Since then, shares have appeared to stabilize, with the $250 level acting as support for now. However, the technical outlook remains cautious. The SIA Media sector is currently unfavored, and shares of CHTR hold the weakest reading of a 0 SMAX score that might further indicate weak momentum. Looking at the Average Directional Index (ADX), which measures the strength of the trend, a bearish pattern may be emerging. The negative directional indicator line, shown in green, is above the positive directional indicator line, shown in red. At the same time, the ADX line, shown in blue, is rising above 20, potentially confirming that the downtrend is gaining strength. In summary, while Charter shares have found some support near $250, technical indicators suggest increasing bearish momentum, so caution is advised.

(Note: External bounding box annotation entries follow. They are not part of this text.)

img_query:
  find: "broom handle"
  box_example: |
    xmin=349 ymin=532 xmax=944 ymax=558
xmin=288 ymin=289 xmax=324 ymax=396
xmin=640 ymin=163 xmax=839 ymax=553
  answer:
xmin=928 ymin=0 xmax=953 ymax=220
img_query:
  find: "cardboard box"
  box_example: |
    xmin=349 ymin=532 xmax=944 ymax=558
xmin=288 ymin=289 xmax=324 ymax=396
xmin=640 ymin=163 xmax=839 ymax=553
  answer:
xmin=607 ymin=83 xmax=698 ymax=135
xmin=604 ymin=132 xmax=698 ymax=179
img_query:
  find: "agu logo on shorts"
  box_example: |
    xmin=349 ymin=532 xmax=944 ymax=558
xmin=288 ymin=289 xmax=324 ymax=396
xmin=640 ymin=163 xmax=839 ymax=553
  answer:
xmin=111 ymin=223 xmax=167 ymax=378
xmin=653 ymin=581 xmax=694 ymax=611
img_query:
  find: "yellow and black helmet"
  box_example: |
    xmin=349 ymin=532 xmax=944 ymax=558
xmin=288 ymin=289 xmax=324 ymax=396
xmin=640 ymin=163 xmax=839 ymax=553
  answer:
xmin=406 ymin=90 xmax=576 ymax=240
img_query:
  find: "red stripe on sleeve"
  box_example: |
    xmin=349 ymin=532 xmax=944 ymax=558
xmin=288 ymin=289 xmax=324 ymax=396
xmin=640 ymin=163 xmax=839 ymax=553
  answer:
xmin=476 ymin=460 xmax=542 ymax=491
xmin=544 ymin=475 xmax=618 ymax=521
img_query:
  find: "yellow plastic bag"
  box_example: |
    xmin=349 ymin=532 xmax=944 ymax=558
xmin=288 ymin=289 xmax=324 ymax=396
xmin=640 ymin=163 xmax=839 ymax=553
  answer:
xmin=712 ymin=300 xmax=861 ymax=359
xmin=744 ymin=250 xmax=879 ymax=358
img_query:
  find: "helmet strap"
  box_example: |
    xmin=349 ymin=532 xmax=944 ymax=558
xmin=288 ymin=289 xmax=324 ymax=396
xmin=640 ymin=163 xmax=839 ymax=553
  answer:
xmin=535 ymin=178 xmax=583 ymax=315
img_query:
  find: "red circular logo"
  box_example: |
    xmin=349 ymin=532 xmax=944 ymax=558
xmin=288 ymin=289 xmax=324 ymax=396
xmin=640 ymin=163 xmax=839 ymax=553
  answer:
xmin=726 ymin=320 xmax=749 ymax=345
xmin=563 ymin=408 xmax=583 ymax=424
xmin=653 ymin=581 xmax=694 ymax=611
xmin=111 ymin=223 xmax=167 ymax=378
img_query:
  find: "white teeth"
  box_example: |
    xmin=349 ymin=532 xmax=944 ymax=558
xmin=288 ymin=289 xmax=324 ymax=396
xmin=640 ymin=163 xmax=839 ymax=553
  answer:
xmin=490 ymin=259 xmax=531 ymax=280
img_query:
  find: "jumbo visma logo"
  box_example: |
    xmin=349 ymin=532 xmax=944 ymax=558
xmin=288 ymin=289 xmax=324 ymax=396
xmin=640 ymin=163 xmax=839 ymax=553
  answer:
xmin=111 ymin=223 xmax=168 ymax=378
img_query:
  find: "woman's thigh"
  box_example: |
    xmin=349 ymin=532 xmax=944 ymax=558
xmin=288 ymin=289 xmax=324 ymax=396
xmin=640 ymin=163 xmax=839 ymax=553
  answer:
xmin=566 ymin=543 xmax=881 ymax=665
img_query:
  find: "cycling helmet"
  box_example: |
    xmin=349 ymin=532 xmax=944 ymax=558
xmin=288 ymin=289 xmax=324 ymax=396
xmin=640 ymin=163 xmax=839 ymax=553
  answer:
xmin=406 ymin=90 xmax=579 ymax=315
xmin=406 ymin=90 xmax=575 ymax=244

Resistance may be the more challenging part of the current technical setup, as the entire region between current levels and $400 might need to be cleared to improve the technical outlook. The first resistance level appears at the 3-box reversal point of $278.87, followed by additional resistance at $307.89, $320.33, $375.32, and the top level at $422.67. However, the zone between $390.48 and $414.38 has been highlighted as a significant resistance cap. Shares of CHTR are once again in a negative trend on the point and figure chart and are positioned near the very bottom (position #100) on the SIA S&P 100 Index Report. Over the past quarter, CHTR has delivered a -35.59% return compared to a +17.44% return for the benchmark S&P 100 Index, resulting in an opportunity cost differential of 53.03%.